What happens when you convert an old PowerPoint course into a Rise course?
The other day I found an older interactive scenario that was built in PowerPoint. I wanted to see what it would take to rebuild something similar in Rise. This isn’t an uncommon situation for those who are trying to convert and update older courses with new technology.
Today, I’ll show what I did to convert the course and a few production tips that helped me.
The Original Interactive Scenario
Back in the day, this was a pretty cool example of what you could do with PowerPoint to create interactive scenarios. By design, PowerPoint is a linear presentation tool. However, with some creativity, one can create interactive content. And that’s exactly what Jeanette did.
Click here to view the interactive scenario.
With that said, PowerPoint’s not the best authoring tool if you want to create interactive content. Once you add the interactive capabilities the slide count goes up quite a bit and it becomes a mess to manage. I highlighted this in the post on why PowerPoint isn’t the right tool for interactive e-learning.
The New & Improved Interactive Scenario
We looked at different types of authoring tools in this post. PowerPoint and Rise offer two different types of authoring. PowerPoint is freeform with a blank screen that allows placement of objects. Whereas, Rise is form-based where you assemble content blocks and build the course that way. Freeform gives you more freedom in where you place content, but a tool like Rise offers a better mobile experience because it’s fully responsive. And as you see, it’s a lot easier to work with, as well.
Click here to view the interactive scenario.
Production Tips to Build the Interactive Scenario
I had three goals with this conversion:
- How long would it take to move content from PowerPoint to Rise?
- What are some production considerations?
- How to work around constraints?
Design the Interaction
The first thing is to determine how you want to design the interaction. When it comes to interactive scenarios, I always follow my 3C model of challenge, choice, and consequence. If I can click on something, then I can make it part of a 3C interaction.
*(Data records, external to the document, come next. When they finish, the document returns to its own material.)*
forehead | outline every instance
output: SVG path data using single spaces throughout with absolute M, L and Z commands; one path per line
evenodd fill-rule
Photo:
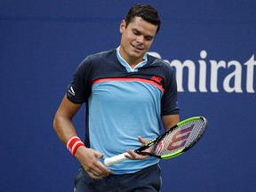
M 157 30 L 156 25 L 153 25 L 142 20 L 140 17 L 133 18 L 133 20 L 132 20 L 128 24 L 127 28 L 130 28 L 132 30 L 136 29 L 144 35 L 152 36 L 156 36 Z

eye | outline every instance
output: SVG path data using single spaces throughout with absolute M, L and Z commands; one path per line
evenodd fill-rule
M 132 32 L 133 32 L 133 34 L 136 35 L 136 36 L 140 35 L 140 33 L 138 30 L 133 30 Z
M 152 41 L 153 40 L 153 36 L 145 36 L 145 39 L 147 41 Z

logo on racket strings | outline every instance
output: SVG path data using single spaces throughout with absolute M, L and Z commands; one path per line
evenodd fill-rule
M 189 137 L 191 131 L 193 130 L 195 124 L 191 126 L 179 130 L 175 132 L 172 138 L 172 142 L 168 146 L 167 149 L 169 151 L 175 150 L 180 148 L 184 148 L 187 142 L 188 138 Z

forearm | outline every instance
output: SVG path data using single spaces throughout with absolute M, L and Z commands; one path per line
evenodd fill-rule
M 67 117 L 56 115 L 53 121 L 53 128 L 59 139 L 67 144 L 69 138 L 77 135 L 72 121 Z

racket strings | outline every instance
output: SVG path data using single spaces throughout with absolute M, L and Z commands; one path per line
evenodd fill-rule
M 152 152 L 156 156 L 164 156 L 188 148 L 200 139 L 204 132 L 204 122 L 199 119 L 176 127 L 157 141 Z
In this case, I used the Flashcards block as a way to show choices and consequences. The user is presented with a challenge and clicks on a card to get feedback. Since I’m not grading it, I can keep the other options available so that the learner can see what is shared if they had clicked something else. This gives them more control over the learning experience.
- Mission: identify the different interactive blocks that allow for 3C type interactivity. For starters, there are tabs and accordions. But those are obvious choices. Look for other interactive elements.
Build a Branched Scenario
Branched scenarios are possible in Rise with some considerations. Here are a few production tips:
- Build your branched interaction with the Button Stack block. The button stack lets you jumps from lesson to lesson.
- Don’t let them see what’s under the hood. Turn off the Sidebar view so that users don’t see the menu and how the course jumps around between lessons.
- Create a faux navigational cul-de-sac. Since Rise is designed to follow a lesson-to-lesson flow I want to prevent the learner from advancing past the end of a scenario or the button stack. To do so, I added a lot of padding on the bottom and an extra Spacer block as a buffer.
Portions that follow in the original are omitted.